AIDSWEEKLY Plus, Monday, 9 December 1996
Brazil, concerned about the risk of HIV infection among Indians, launched a campaign to educate tribes about the dangers of AIDS and ways of preventing the spread of sexually-transmitted disease (STD).
Anthropologists are trained to teach AIDS awareness to the Indians and medical services funded to prevent the risk of the disease decimating tribal populations. "We have found that though the Indian population is at low risk, it is highly vulnerable (to the spread of HIV)," Pedro Chequer, campaign coordinator.
Estimates of how many Indians have contracted HIV vary because Brazilian records on infections do not categorize them according to race. The National Indian Foundation (Funai) believes only 20 of Brazil's 320,000 Indians have HIV, while the Catholic Church's Indigenous Missionary Council (CIMI) has said 11 Indians have died of AIDS since 1989 and another four are HIV positive.
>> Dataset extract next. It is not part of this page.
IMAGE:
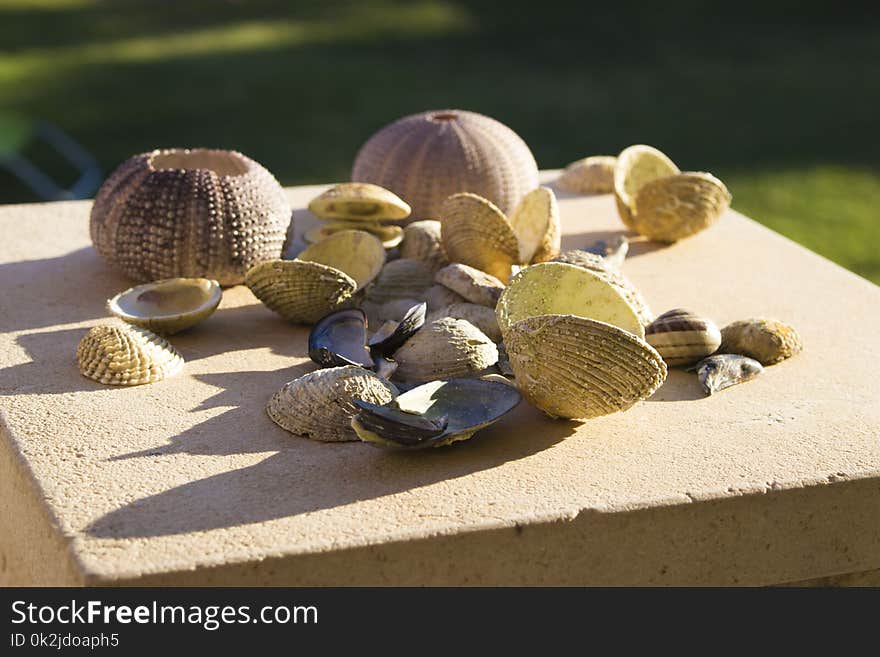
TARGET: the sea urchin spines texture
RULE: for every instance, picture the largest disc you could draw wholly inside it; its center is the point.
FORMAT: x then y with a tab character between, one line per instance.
189	213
Concern over AIDS among the Indians was raised recently by reports that a woman of the Tiriyo tribe in the northern state of Para had the virus and might be spreading it among her people, who number 380 and have a polygamous culture. The new campaign provides educational material in Indian languages. "Every tribe must have its own," Chequer said.
In addition, the Ministry of Health promotes studies of Indian culture and an education campaign in 1,310 schools involving 2,504 teachers and about 62,000 indigenous students.
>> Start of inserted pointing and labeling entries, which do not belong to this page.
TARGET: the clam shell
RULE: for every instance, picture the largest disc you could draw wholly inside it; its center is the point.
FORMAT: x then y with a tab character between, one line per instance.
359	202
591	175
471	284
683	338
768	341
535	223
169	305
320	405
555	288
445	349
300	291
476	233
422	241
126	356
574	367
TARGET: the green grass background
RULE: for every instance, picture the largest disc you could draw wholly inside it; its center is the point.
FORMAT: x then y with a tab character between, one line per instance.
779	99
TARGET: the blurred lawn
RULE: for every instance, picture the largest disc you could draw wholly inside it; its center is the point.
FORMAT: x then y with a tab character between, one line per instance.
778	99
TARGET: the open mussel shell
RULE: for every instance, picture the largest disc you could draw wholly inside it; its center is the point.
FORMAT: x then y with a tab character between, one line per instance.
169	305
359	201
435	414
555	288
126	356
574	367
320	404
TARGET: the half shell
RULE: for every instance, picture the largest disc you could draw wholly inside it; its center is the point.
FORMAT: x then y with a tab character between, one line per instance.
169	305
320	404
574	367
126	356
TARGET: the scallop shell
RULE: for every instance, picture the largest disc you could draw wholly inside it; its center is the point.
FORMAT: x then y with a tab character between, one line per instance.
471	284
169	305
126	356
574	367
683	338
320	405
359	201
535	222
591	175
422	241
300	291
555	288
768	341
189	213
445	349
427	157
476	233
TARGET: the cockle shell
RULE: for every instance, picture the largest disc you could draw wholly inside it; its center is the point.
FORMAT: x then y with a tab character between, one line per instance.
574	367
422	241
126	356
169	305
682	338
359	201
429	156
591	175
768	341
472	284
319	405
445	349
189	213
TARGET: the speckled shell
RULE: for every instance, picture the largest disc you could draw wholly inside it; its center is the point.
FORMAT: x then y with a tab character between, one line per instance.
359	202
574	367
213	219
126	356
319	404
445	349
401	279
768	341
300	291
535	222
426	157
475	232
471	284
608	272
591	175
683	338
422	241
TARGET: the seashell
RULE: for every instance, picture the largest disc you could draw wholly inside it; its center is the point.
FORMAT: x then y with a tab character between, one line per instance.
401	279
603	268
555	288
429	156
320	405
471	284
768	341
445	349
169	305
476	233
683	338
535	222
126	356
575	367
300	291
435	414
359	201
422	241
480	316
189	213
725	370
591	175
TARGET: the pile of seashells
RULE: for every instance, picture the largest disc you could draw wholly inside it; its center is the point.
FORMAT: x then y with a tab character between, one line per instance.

Chequer said one problem the AIDS campaign faced was different sexual mores. He cited a tribe in the northern state of Amapa where widows were available to any man. "They have cultures that must be respected, but for which we must find a mechanism for effective AIDS prevention," he said, adding that recent studies had found that 10-15 percent of Brazil's Indians had some STD.
The campaign concentrates on Indians at higher risk, such as those living near urban areas or who have regular contact with mining and forestry workers, particularly the "garimpeiros," as wildcat gold-diggers are known in Portuguese.
Chequer said discussions had also begun with the military on how to use army personnel, often the only "whites" in isolated areas of the Amazon, in the AIDS campaign.